Phase 3: Hypothesis and Testing

Form ONE specific, falsifiable hypothesis.
Design a MINIMAL experiment (change one thing only).
Run the experiment. Record the result.
If wrong, update understanding and form new hypothesis. No random guess-and-check.

Red flags — STOP and restart from Phase 1:

"Let me just try changing X and see what happens"
"Quick fix for now, clean up later"
"It probably works, let me move on"

Verification gate — before acting on a conclusion, check:

Does the evidence actually support this cause, or just correlate?
Could a different root cause produce the same symptoms?
What observation would disprove this hypothesis? Have you looked for it?
If confidence < 80% or the evidence is ambiguous, launch a verification subagent (see Appendix).

Phase 4: Implementation

Write a failing test that demonstrates the bug (if feasible).
Implement a SINGLE targeted fix addressing the root cause.
Verify: test passes, training runs correctly, no regressions.
Check for collateral — did the fix break other modalities or trainers?
Before committing: run /veomni-review skill.

Phase 5: Knowledge Capture (mandatory)

Do this immediately after the fix is verified. Knowledge decays fast.

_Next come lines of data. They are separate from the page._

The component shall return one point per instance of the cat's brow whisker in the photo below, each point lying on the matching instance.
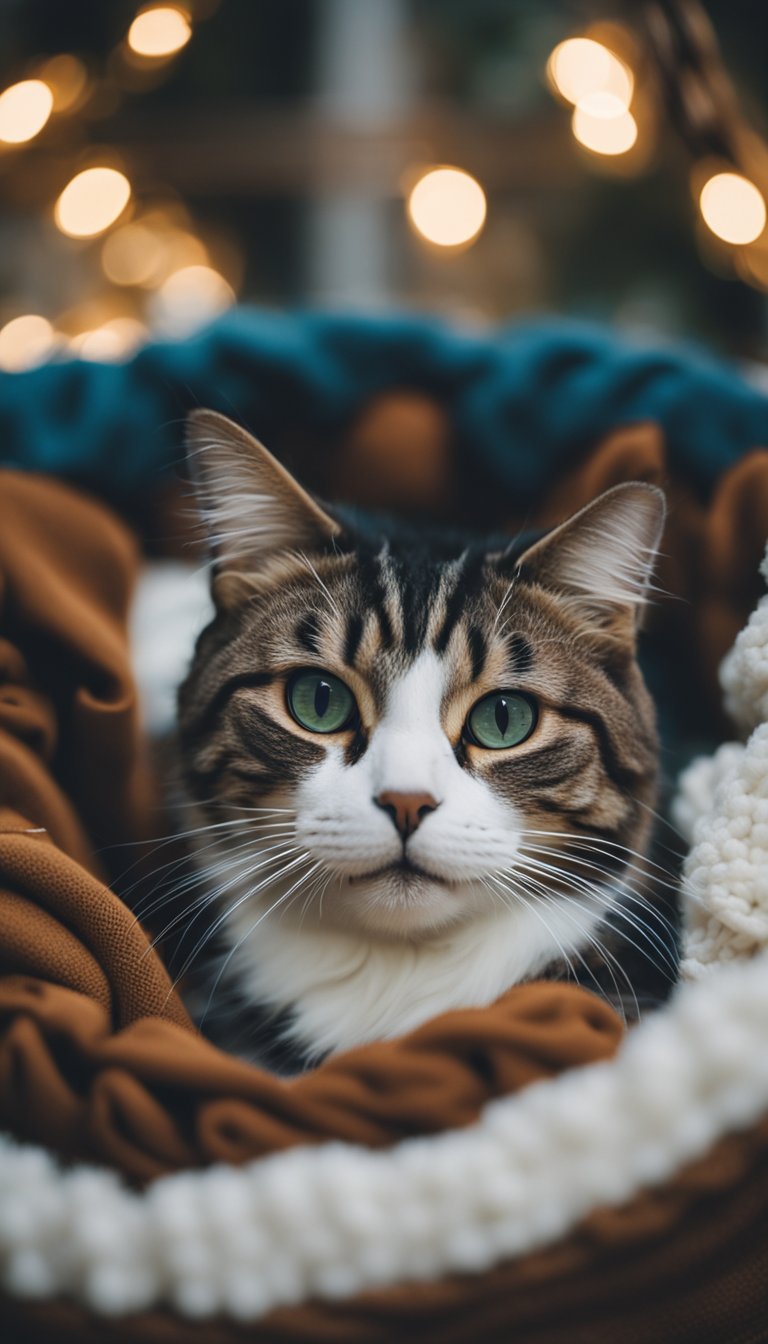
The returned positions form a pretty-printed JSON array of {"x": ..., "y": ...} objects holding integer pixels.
[{"x": 319, "y": 581}]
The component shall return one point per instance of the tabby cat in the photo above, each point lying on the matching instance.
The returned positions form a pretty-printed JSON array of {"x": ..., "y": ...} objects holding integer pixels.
[{"x": 423, "y": 765}]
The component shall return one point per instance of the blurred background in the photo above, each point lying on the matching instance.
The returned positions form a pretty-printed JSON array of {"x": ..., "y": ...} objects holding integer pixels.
[{"x": 486, "y": 159}]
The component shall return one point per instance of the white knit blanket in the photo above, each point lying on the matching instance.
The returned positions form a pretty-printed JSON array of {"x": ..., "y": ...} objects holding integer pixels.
[{"x": 334, "y": 1221}]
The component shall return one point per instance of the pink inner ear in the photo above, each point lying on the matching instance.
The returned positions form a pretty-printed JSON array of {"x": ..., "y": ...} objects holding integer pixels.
[{"x": 603, "y": 555}]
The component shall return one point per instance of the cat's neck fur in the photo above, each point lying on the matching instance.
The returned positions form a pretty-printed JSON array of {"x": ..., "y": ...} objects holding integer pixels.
[{"x": 338, "y": 989}]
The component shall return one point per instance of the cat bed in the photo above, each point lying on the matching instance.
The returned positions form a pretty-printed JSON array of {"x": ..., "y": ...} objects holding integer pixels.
[{"x": 523, "y": 1171}]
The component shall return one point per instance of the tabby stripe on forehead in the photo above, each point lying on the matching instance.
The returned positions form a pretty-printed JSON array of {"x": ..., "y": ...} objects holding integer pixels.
[
  {"x": 353, "y": 637},
  {"x": 619, "y": 773},
  {"x": 205, "y": 721},
  {"x": 466, "y": 585},
  {"x": 375, "y": 597},
  {"x": 521, "y": 653},
  {"x": 550, "y": 765},
  {"x": 478, "y": 651},
  {"x": 308, "y": 633}
]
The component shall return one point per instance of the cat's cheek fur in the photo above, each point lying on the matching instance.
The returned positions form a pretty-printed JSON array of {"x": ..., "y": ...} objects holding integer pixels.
[{"x": 468, "y": 836}]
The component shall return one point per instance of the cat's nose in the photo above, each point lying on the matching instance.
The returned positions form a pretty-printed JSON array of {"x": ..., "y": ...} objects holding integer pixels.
[{"x": 406, "y": 809}]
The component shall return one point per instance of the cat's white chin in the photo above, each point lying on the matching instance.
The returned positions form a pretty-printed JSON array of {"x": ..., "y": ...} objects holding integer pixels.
[{"x": 402, "y": 903}]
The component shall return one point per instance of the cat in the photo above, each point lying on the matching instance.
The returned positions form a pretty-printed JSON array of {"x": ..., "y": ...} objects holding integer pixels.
[{"x": 424, "y": 765}]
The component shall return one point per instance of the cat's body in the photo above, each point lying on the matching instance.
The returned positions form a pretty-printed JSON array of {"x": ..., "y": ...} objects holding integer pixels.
[{"x": 425, "y": 765}]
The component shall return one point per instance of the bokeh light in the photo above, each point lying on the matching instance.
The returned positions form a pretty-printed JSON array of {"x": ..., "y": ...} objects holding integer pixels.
[
  {"x": 447, "y": 207},
  {"x": 581, "y": 66},
  {"x": 66, "y": 78},
  {"x": 160, "y": 31},
  {"x": 190, "y": 299},
  {"x": 147, "y": 250},
  {"x": 24, "y": 109},
  {"x": 132, "y": 256},
  {"x": 732, "y": 207},
  {"x": 112, "y": 342},
  {"x": 26, "y": 342},
  {"x": 603, "y": 124},
  {"x": 92, "y": 202}
]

New hard constraint? → add to .agents/knowledge/constraints.md
Architecture insight? → add to .agents/knowledge/architecture.md
New test needed? → add to tests/ for regression prevention
Docs outdated? → update docs/ if the fix changes API behavior, config semantics, or usage patterns

If none apply, explicitly note "no new knowledge to capture."

Three-Strike Rule

If 3 consecutive fix attempts fail:

STOP fixing symptoms.
Question whether the underlying approach/architecture is wrong.
Step back and re-examine: are you solving the right problem?
Report to user with analysis before continuing.

Common Pitfalls

FSDP2 + gradient accumulation: gradients must be accumulated in the unsharded space — accumulating sharded gradients produces wrong results.
DCP checkpoint format: model state dict keys must match exactly between save and load — renamed parameters break checkpoint loading silently.
Multi-modality data collators: text-only collators crash on multimodal data and vice versa — always check data_collator type matches the dataset.
Sequence parallel: attention outputs must be gathered before loss computation — partial outputs produce incorrect loss values.
Patchgen: model patches in veomni/models/transformers/*/ are auto-generated — editing generated files directly will be overwritten.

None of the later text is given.